If tp_finalize is set, the interpreter calls it once when finalizing an instance.
However, this does not seem to be true for C-defined static Python types that do not define a custom deallocator (either directly or inherited from their base). From my understanding:
Static types with no custom tp_dealloc will inherit the deallocator from the base python type (PyBaseObject_Type), which is object_dealloc.
object_dealloc is extremely simple, it just calls the tp_free of the given object’s type.
Therefore, tp_finalize will never be called for these objects.
Types defined on the heap using PyType_FromSpec and similar will inherit by default the subtype_dealloc deallocator.
subtype_dealloc is much more complex and will call PyObject_CallFinalizerFromDealloc.
Questions
Assuming that I am understanding the current behavior of CPython correctly:
Is it expected that PyBaseObject_Type deallocator does not call tp_finalize?
If yes, what are the reasons for this exception?
And would it make sense then to expose subtype_dealloc as a generic dealloc callback for C-defined static types?
I don’t think this was entirely deliberate, but in general, if you have a trivial tp_dealloc, you’re unlikely to need a non-trivial tp_finalize, am I mistaken?
That said, I understand that in some cases you might want to just implement tp_finalize and let the default tp_dealloc call it for you.
I my use-case, I am trying to move some very low-level structures in Blender to non-trivial C++, i.e. they will now require constructor and destructor call. (WIP PR, Python-related changes are mainly in bpy_rna.cc - but this is a big and complex code area).
To make this work with their python binding (and also make current code a bit more sensible), the idea was to use:
tp_alloc: undefined, so default python allocator
tp_new: defined to create the python object (and other optimizations that do not matter here)
tp_init: defined to actually construct the python objects’ data (using placement new to initialize the wrapped C++ object)
tp_finalize: defined to ensure the wrapped C++ object is properly destructed
tp_dealloc: undefined, so default python destructor.
tp_free: undefined, so default python deallocator.
With current limitation regarding default deallocator of statically defined python types, tp_finalize is never called, and the C++ object destruction has to happen in a custom defined tp_dealloc, before manually calling tp_free.
I wonder if this is something we touched when we made static types immortal? (@eric.snow might know.)
It does sound like a bug, though it may be one of these cases where the impact of doing it causes more bugs than not doing it (i.e. it’s a lose-lose situation).
Is overriding tp_dealloc to call both tp_finalize and then tp_free out of the question?

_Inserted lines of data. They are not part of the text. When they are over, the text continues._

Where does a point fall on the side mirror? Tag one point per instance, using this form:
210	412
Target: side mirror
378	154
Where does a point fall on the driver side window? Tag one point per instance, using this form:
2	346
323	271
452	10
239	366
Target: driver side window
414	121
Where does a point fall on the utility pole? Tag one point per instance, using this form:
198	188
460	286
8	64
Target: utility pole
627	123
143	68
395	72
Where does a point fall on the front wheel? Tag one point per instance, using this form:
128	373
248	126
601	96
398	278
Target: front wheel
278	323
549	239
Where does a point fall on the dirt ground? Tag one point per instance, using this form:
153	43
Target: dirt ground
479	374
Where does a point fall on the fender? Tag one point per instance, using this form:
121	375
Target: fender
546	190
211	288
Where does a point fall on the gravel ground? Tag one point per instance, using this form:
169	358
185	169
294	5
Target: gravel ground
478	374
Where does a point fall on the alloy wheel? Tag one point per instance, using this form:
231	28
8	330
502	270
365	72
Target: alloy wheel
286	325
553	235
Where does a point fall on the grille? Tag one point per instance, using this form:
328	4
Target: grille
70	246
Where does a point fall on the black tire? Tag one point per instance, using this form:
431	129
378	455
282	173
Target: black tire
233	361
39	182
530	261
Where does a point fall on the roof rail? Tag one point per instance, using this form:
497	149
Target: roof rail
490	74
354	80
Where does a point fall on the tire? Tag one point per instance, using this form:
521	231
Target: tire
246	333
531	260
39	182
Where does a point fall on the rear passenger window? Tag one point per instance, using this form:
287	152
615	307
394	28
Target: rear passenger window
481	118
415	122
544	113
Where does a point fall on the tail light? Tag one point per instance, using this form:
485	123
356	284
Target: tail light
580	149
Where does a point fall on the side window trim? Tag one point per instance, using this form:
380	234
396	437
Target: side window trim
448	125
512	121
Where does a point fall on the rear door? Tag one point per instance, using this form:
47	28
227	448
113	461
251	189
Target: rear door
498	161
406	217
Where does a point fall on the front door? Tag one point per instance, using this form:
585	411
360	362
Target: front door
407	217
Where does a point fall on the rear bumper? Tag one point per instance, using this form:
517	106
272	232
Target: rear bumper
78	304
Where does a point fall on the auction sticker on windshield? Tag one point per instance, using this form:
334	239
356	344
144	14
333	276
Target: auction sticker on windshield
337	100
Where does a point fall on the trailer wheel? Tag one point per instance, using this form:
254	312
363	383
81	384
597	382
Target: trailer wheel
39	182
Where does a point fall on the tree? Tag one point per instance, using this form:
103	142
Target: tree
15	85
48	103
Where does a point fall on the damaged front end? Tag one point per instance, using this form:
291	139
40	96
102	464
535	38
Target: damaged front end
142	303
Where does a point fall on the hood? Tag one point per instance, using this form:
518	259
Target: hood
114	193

If it’s always your own finalize, then you can guarantee (manually) that you aren’t going to resurrect the object, which is the main complexity here.
Current approach in the patch is to move what ‘should be in’ tp_finalize into tp_dealloc, this feels both simpler and safer. Especially since these C+±defined static types can be used as bases of Python-defined types…
If your tp_finalize only deallocates C++ objects, then it should not be a problem to move the deallocations into tp_dealloc. The main reason for tp_finalize is if you want to do arbitrary Python things with self, for example call a Python method on it.